It was a weird, polarising place. Residents felt a strong sense of community - more than any other place I've lived and I've travelled to lots of places, worldwide. People who didn't live there would tell you its a no-go zone, full of violence.
By the time I lived there - late 80s - it was an unofficial no-go area for the police who would only venture in when they were forced to. Like when someone had overdosed or the time one of the locals had an argument with his boyfriend and snapped, cutting off his head and hands, putting them in a plastic carrier bag and wandering for hours ending up at a police station in Salford.
The people that lived there were mostly drop-outs without jobs subsisting on welfare, but there were still a few who had grown up and lived there. Since it attracted such a diverse crowd, you were just kind of accepted. Like Paul who dropped out of the Royal northern College of Music due to his mental illness who moved in and would busk outside the chip shop playing classical music on his Cello in the evenings. Such a surreal feeling to hear classical Cello music as you walk around one of the most notorious areas in the city. He'd visit from time to time rambling for hours on end, whether you were in the room with him or not.
Mostly it became known for the drugs and parties towards the end of the 80s, people would set up makeshift recording studios. One was known as The Kitchen and they used to put on parties which became so popular they ended up knocking the walls down between flats to make more room. It became a big part of the underground dance music boom in Manchester - people from all over would brave Hulme to go there to avoid the more mainstream places like the Hacienda.
Then there was Viraj Mendis from Sri Lanka who took sanctuary in the church for 2 years - eventually to be raided by the police to get deported causing a big demonstration where the local ran the police out - literally charging them away down the road, never to return because they just didn't care.

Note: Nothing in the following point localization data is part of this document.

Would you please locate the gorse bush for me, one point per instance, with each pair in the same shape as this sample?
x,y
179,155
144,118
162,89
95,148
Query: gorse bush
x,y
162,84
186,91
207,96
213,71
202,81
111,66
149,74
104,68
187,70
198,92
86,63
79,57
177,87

The thing that sticks in my mind though is that people would really look out for each other (like Paul I mentioned) or one time when there was a series of rapes in the area and we'd organised patrols - those with big scary dogs would accompany single women and generally just walk around making their presence felt. It was full of really creative people too - the only place where almost anything you could imagine would be possible because the council had abandoned it - once they stopped collecting rent or maintaining the place there was nothing to stop you taking tools to remodel your flat.